The data in Table 1 indicate that, in addition to high sales, First Tier mAbs share three other success factors: relatively short approval time, rapid label expansion and extensive use of FDA programs designed to accelerate drug approval such as Fast Track and Priority Review. The clinical development of First Tier mAbs has followed the typical biotechnology path, which consists of securing approval for an initial indication, referred to here as the “landing indication”, followed by a process of label expansion to achieve maximum market penetration. For First Tier mAbs, the average time lapse between Investigational New Drug (IND) filing and Biological License Application (BLA) for the landing indication approval was a remarkably short six years, compared to the almost eight years average for all mAbs approved.2 The fastest total clinical and approval time was for palivizumab, with 3.6 years from IND to BLA approval, and the longest for cetuximab, with 9.7 years.

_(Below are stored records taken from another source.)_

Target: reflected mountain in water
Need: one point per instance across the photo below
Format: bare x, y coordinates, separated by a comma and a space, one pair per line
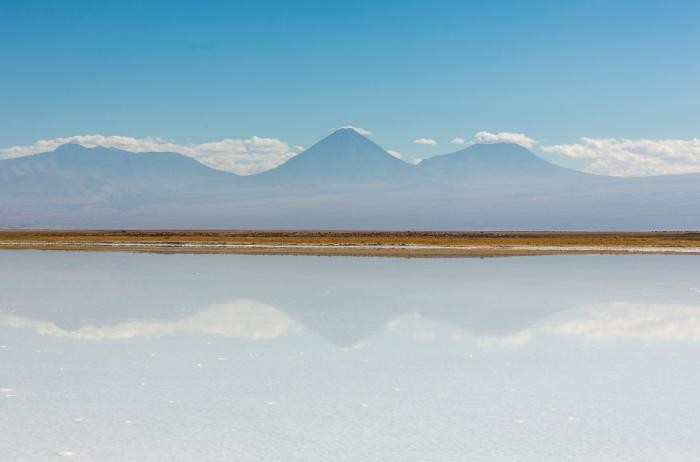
346, 300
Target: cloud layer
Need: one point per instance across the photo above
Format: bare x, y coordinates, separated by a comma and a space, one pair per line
425, 141
504, 137
623, 157
240, 318
241, 156
359, 130
633, 321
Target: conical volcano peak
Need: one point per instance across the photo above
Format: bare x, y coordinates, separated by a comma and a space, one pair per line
346, 154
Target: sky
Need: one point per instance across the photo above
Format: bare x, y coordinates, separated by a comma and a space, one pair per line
610, 87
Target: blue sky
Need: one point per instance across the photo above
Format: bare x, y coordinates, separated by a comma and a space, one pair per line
193, 72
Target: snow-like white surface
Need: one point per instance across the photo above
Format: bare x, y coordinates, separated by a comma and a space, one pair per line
529, 359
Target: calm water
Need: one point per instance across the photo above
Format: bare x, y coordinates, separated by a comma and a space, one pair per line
145, 357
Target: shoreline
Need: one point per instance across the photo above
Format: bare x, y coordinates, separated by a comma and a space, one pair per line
359, 243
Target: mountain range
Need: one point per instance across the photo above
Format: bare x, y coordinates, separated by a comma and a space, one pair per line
344, 181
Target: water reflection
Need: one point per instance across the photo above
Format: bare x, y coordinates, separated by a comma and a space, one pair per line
131, 357
240, 318
631, 321
498, 302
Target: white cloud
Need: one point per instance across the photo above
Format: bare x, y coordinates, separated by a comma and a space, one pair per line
425, 141
506, 340
633, 321
623, 157
241, 318
504, 137
242, 156
359, 130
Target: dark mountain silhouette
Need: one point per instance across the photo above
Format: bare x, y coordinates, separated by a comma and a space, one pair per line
486, 161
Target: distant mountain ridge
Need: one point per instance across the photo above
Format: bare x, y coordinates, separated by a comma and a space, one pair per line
344, 181
344, 155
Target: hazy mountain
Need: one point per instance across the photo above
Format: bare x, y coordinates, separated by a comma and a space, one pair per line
75, 171
343, 181
343, 156
491, 161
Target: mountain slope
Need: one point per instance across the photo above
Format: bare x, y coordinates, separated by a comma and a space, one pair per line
73, 171
501, 160
345, 181
343, 156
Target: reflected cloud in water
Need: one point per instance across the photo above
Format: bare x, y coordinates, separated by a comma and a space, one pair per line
631, 321
240, 318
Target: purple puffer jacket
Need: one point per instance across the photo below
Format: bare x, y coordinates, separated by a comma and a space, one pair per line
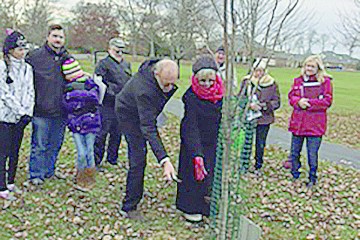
83, 115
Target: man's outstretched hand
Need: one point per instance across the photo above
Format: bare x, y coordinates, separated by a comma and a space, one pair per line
169, 172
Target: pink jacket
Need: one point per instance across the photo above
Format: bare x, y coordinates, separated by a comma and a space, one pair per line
310, 121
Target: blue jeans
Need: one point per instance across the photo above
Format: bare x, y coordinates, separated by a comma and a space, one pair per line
46, 140
261, 135
312, 145
85, 148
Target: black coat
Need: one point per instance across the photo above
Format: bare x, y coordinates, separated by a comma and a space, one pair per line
138, 105
114, 75
198, 131
49, 81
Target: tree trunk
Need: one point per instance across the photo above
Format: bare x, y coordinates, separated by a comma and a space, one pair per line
152, 48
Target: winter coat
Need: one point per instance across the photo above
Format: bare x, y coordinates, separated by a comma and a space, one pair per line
49, 81
17, 96
267, 93
81, 105
198, 131
310, 121
114, 75
138, 105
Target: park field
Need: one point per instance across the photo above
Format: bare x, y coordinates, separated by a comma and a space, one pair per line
343, 116
282, 209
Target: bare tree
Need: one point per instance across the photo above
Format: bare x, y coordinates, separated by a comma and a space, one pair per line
264, 25
312, 40
193, 23
93, 25
10, 12
36, 17
324, 38
144, 21
349, 30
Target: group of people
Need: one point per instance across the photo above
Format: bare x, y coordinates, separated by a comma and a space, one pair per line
49, 88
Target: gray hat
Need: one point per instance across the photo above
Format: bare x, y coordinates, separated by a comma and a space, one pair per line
117, 42
204, 62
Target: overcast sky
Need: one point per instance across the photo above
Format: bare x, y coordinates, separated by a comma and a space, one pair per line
326, 14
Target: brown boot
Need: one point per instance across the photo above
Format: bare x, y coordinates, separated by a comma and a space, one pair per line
90, 177
81, 181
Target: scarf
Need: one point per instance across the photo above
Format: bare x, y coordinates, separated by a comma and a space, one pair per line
212, 94
264, 81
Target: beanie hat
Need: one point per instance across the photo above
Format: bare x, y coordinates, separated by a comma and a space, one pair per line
13, 40
72, 71
220, 49
259, 64
204, 62
117, 42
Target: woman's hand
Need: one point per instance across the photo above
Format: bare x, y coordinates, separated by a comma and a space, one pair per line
304, 103
255, 107
199, 169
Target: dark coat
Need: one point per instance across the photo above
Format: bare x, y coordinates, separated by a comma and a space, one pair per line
198, 131
269, 96
82, 108
115, 75
49, 81
138, 105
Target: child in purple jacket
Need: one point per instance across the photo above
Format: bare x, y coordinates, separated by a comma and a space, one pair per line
81, 101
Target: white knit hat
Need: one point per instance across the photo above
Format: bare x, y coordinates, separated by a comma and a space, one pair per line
260, 63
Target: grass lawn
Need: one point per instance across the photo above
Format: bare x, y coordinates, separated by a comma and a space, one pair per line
283, 210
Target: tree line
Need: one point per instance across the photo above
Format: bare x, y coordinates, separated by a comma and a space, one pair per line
174, 28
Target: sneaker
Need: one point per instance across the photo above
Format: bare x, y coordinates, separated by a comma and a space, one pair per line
258, 172
36, 181
112, 163
56, 176
193, 217
100, 169
135, 215
82, 188
310, 185
14, 189
6, 195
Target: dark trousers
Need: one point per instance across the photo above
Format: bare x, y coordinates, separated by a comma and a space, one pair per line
312, 145
10, 141
261, 135
135, 179
109, 127
46, 141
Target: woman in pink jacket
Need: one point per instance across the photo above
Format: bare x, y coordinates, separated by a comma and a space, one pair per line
310, 96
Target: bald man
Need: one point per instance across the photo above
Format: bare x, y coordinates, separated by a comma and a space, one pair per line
137, 107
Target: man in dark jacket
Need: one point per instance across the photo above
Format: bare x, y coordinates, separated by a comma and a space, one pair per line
48, 124
137, 107
115, 72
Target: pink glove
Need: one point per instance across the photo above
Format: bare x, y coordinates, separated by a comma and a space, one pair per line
199, 169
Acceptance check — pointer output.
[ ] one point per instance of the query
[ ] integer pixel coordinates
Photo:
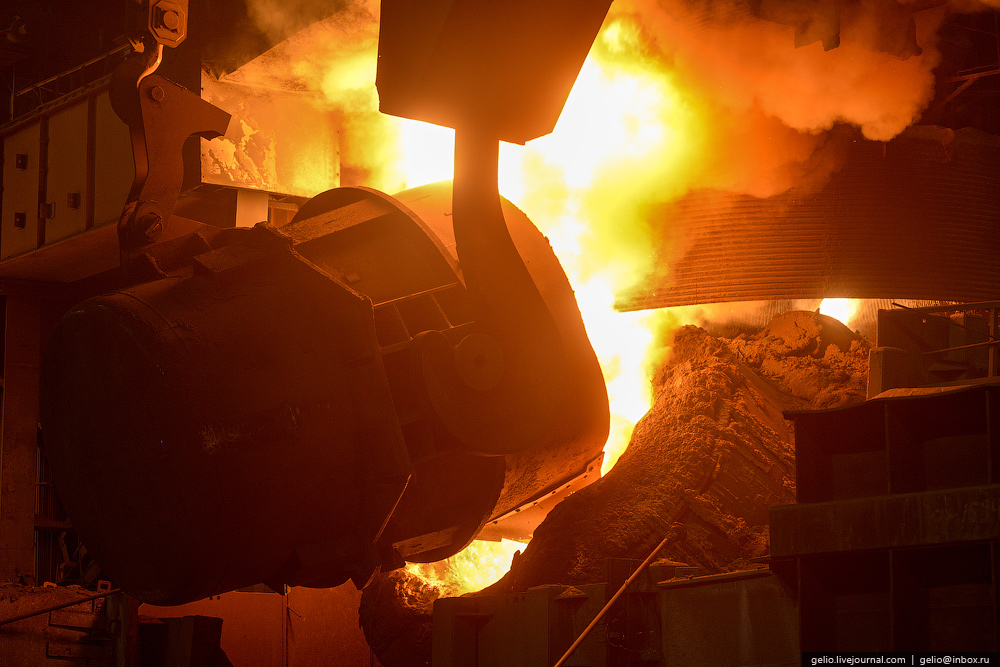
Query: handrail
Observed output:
(63, 605)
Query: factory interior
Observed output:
(596, 333)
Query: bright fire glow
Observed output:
(844, 310)
(626, 132)
(472, 569)
(627, 140)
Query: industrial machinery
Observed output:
(368, 384)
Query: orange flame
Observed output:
(844, 310)
(472, 569)
(625, 132)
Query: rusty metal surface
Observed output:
(417, 287)
(83, 629)
(915, 218)
(884, 522)
(161, 115)
(235, 426)
(534, 472)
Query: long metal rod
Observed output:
(46, 610)
(671, 536)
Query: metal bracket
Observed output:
(161, 115)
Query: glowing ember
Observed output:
(472, 569)
(844, 310)
(615, 151)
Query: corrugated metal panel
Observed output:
(911, 219)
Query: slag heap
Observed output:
(714, 454)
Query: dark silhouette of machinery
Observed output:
(369, 384)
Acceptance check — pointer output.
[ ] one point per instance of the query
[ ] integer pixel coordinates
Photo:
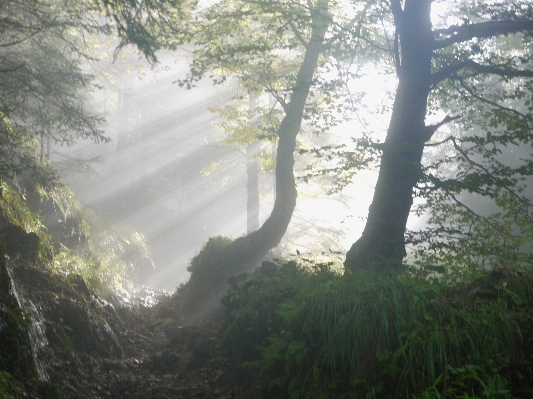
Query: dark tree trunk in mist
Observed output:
(382, 242)
(258, 243)
(252, 187)
(209, 282)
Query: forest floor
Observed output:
(92, 349)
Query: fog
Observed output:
(166, 174)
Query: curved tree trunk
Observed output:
(382, 243)
(208, 282)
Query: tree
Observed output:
(249, 49)
(427, 61)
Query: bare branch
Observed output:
(500, 70)
(463, 33)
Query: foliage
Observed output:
(405, 334)
(9, 387)
(83, 243)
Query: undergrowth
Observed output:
(83, 242)
(401, 334)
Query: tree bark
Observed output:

Short development phases correlate with a choice of landing indication that is in alignment with the therapeutic and pharmacological properties of the mAb. For example, the landing indication for rituximab was non-Hodgkin Lymphoma, for which this mAb showed highly promising clinical activity even in the phase I trial. Together with well-designed and executed clinical trials, this led to approval in slightly less than five years under Orphan Drug and Priority Review programs. With the exception of infliximab, which failed on acute sepsis as the initial landing indication, all First Tier mAbs were successful on the first indication chosen. Even in the case of infliximab, by changing focus from sepsis to Crohn Disease (CD) as landing indication, Centocor, the sponsor company, was able to secure approval in only 4.6 years.

Cetuximab represents an example of the delay in development that can result from suboptimal execution of clinical trials. After the FDA rejected the first clinical data submitted,3 ImClone, the sponsor company, was able to rely on the trials conducted by partner Merck KGaA to secure approval under Fast Track and Priority Review. However, the delay contributed to a total development and approval phase of 9.7 years for the product.

Regulatory approval of the Second Tier mAbs certolizumab pegol and panitumumab is too recent to determine their ultimate position in the marketplace, and they both have the potential to become First Tier mAbs by capturing sales from established products. Certolizumab pegol, approved in April 2008, targets TNF and panitumumab, approved in September 2006, targets EGFR.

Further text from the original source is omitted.